General Evening Schedule:
- Doors/Drinks open for mingle/chat at 7
- Speaker – 7:30-8:15
- Mingle/Discuss/Leave by 9
The Season 43 Book: Shakespeare In A Divided America
More about Shakespeare in a Divided America by The plays of William Shakespeare are rare common ground in the United States. For well over two centuries, Americans of all stripes—presidents and activists, soldiers and writers, conservatives and liberals alike—have turned to Shakespeare’s works to explore the nation’s fault lines.

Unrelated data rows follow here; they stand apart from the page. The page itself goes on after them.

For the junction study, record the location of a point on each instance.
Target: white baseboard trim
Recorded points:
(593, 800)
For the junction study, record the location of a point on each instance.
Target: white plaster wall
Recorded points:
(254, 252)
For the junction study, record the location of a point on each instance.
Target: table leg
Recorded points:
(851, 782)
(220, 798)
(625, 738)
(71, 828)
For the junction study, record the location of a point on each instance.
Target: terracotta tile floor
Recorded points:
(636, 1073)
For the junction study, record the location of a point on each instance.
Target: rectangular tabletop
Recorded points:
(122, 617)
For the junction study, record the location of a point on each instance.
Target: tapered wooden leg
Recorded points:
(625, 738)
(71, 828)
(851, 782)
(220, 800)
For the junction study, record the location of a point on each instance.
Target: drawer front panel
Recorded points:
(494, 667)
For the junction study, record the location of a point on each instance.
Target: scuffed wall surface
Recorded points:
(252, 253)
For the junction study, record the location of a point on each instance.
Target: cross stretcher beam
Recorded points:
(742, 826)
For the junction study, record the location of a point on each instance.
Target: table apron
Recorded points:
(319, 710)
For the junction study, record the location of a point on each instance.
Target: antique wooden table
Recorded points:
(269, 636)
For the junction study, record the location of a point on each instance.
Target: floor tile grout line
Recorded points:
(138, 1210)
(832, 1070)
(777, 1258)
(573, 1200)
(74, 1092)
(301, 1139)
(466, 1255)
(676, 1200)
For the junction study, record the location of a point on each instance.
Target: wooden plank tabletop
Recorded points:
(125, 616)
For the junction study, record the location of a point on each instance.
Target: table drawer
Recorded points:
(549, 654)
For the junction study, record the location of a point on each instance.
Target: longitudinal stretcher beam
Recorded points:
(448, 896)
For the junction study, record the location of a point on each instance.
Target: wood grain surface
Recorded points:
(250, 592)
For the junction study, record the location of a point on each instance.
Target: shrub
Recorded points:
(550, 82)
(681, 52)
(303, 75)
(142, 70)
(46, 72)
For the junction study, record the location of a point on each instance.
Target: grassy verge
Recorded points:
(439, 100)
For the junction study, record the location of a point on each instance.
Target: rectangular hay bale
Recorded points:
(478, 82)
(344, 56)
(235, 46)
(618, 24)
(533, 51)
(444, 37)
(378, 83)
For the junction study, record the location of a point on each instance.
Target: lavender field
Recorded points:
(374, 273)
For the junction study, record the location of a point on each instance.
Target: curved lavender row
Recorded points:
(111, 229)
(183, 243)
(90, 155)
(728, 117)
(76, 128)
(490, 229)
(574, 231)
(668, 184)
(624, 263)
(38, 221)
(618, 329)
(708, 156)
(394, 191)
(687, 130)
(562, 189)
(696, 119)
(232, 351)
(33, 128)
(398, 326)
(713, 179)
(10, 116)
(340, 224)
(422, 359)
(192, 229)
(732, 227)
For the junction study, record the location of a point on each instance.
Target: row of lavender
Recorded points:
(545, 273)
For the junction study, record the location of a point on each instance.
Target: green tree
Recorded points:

In a narrative arching from Revolutionary times to the present day, leading scholar James Shapiro traces the unparalleled role of Shakespeare’s four-hundred-year-old tragedies and comedies in illuminating the many concerns on which American identity has turned.
From Abraham Lincoln’s and his assassin, John Wilkes Booth’s, competing Shakespeare obsessions to the 2017 controversy over the staging of Julius Caesar in Central Park, in which a Trump-like leader is assassinated, Shakespeare in a Divided America reveals how no writer has been more embraced, more weaponized, or has shed more light on the hot-button issues in our history.